Ao jornal britânico,
Chris Gastmans, professor de Ética Médica na Universidade Católica de
Lovaina, sustentou que aceitar a eutanásia num caso como este coloca
várias questões, nomeadamente se será a “única resposta que se pode dar
em situações como esta”. “Neste caso, como eticista sinto-me
desconfortável. Hoje, parece que a eutanásia é o único caminho correcto
para terminar com uma vida. Não penso assim. Numa sociedade tão saudável
como a nossa, devemos encontrar outra forma de responder à fragilidade
humana”.
Wim Distelmans, o médico que aceitou o pedido dos gémeos e
que autorizou o processo, disse apenas sobre o caso ter a certeza que
“os gémeos reuniam todas as condições para recorrer à eutanásia”.
Como
ou sem o apoio da família, Marc e Eddy estavam felizes quando lhes foi
dita a data em que iriam morrer. “Estavam muito felizes. Ficaram
aliviados com o fim do seu sofrimento”, contou David Duford, um dos
médicos da equipa do Hospital da Universidade de Bruxelas, à estação de
televisão RTL. A despedida da família foi feita de uma “forma serena e
bonita”, revela ainda o médico. No seu adeus, os gémeos olharam um para o
outro e fizeram um último gesto de despedida. Morreram pouco depois por
injecção letal.
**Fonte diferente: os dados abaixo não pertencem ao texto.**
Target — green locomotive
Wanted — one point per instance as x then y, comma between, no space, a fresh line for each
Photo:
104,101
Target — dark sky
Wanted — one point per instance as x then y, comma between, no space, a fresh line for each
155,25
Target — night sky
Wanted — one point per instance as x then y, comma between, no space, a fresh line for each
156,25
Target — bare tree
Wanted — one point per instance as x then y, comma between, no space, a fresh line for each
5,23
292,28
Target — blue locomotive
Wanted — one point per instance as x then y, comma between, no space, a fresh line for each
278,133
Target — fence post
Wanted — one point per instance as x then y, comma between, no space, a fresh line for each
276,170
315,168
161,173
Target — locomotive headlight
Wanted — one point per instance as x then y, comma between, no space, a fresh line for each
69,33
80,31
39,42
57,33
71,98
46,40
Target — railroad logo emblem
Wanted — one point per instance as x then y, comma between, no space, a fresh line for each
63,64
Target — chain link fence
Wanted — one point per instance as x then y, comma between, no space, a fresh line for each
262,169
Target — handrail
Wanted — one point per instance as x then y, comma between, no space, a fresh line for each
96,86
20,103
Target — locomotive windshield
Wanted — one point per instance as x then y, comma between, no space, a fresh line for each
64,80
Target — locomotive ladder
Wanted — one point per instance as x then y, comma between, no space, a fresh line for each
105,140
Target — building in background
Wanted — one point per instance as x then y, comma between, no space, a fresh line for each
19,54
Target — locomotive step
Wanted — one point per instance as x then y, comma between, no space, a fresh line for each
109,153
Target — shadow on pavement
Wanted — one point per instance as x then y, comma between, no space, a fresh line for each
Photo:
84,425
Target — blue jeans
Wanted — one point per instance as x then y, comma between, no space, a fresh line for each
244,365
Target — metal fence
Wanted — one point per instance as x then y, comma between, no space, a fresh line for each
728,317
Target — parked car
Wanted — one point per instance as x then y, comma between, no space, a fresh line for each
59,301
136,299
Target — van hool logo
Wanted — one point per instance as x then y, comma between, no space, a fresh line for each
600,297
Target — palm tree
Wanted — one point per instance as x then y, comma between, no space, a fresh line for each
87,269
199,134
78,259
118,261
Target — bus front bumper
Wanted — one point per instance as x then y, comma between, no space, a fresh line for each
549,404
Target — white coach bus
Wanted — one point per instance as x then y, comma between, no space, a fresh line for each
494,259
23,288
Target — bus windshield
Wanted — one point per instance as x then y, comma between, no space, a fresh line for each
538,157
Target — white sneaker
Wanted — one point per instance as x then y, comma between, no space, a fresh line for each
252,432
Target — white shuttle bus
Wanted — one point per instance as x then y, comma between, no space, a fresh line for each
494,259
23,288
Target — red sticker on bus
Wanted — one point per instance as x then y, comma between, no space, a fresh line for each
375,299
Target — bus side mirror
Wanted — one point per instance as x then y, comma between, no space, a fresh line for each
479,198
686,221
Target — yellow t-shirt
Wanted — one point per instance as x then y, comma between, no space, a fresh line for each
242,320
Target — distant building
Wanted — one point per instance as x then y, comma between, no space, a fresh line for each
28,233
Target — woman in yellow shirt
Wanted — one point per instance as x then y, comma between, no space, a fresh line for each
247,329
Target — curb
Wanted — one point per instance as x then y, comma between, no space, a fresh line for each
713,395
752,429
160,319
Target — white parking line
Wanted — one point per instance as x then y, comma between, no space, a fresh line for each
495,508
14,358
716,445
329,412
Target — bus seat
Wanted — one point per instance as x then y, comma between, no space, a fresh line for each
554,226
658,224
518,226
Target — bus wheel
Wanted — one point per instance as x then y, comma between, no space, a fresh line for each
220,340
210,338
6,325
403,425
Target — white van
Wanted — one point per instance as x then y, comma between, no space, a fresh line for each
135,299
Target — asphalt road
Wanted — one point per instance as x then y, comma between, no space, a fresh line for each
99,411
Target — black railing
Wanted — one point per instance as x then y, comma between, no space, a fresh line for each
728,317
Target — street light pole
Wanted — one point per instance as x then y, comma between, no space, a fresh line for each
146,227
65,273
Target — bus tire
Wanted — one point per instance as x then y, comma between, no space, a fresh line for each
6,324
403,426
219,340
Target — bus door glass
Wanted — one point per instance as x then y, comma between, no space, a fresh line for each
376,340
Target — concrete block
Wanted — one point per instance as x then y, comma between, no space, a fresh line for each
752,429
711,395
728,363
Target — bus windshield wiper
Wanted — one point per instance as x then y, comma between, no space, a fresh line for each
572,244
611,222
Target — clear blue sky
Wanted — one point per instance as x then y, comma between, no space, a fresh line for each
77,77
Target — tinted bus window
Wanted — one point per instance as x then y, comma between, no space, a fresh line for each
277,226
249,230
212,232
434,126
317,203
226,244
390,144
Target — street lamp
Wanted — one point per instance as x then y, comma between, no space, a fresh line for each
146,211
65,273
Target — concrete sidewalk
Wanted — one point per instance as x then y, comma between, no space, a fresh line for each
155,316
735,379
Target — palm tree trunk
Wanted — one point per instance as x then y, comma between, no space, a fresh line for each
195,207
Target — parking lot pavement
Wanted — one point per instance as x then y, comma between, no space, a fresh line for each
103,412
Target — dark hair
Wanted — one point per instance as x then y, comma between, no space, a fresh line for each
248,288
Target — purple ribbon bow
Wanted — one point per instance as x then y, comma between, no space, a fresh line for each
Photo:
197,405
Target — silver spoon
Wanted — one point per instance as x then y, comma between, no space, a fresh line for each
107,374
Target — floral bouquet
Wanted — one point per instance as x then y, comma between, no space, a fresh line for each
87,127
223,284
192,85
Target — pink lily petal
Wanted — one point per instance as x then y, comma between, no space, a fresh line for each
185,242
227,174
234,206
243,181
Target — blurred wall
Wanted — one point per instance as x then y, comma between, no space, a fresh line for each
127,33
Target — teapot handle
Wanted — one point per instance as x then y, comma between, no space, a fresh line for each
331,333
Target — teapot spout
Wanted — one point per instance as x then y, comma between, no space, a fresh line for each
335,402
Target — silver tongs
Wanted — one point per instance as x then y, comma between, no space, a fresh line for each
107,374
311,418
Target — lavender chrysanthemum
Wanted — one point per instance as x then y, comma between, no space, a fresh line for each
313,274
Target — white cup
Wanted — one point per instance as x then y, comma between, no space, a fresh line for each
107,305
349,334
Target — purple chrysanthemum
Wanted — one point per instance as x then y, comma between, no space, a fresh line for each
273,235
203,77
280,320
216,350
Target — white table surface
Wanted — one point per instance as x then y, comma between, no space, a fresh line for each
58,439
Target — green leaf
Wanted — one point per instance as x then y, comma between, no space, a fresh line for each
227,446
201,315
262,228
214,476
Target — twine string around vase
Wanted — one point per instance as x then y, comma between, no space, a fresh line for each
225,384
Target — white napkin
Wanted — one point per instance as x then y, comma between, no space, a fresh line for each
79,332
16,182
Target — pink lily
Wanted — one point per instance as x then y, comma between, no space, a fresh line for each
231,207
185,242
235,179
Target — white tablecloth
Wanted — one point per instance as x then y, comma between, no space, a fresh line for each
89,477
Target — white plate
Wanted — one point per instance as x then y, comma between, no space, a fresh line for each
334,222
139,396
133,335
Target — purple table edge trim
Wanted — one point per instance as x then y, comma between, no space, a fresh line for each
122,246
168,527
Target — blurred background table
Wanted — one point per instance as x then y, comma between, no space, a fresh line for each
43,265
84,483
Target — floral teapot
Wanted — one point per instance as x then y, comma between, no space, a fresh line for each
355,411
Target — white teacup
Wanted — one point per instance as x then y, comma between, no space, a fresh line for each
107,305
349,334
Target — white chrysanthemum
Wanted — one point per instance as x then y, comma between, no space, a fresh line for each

Os seus corpos foram depois cremados e as suas cinzas
colocadas em urnas idênticas, lado a lado.
Além da Bélgica, apenas
a Holanda permite legalmente que uma pessoa possa morrer por sua
vontade expressa em casos de doença terminal ou sofrimento físico
intolerável e que sejam confirmados pelos médicos. A Suíça tolera o
suicídio assistido, tendo que ficar garantido que o doente que o pede e a
equipa que o ajuda não têm interesse na morte.
Após a morte dos
gémeos, os socialistas belgas apresentaram uma emenda à lei da
eutanásia. Se for aprovada, a morte assistida poderá ser pedida por
menores, “que tenham capacidade de discernimento” para tomar essa
decisão, e aplicada a doentes de Alzheimer.
* Uma polémica questão de humanidade mas nós congratulamo-nos com a decisão.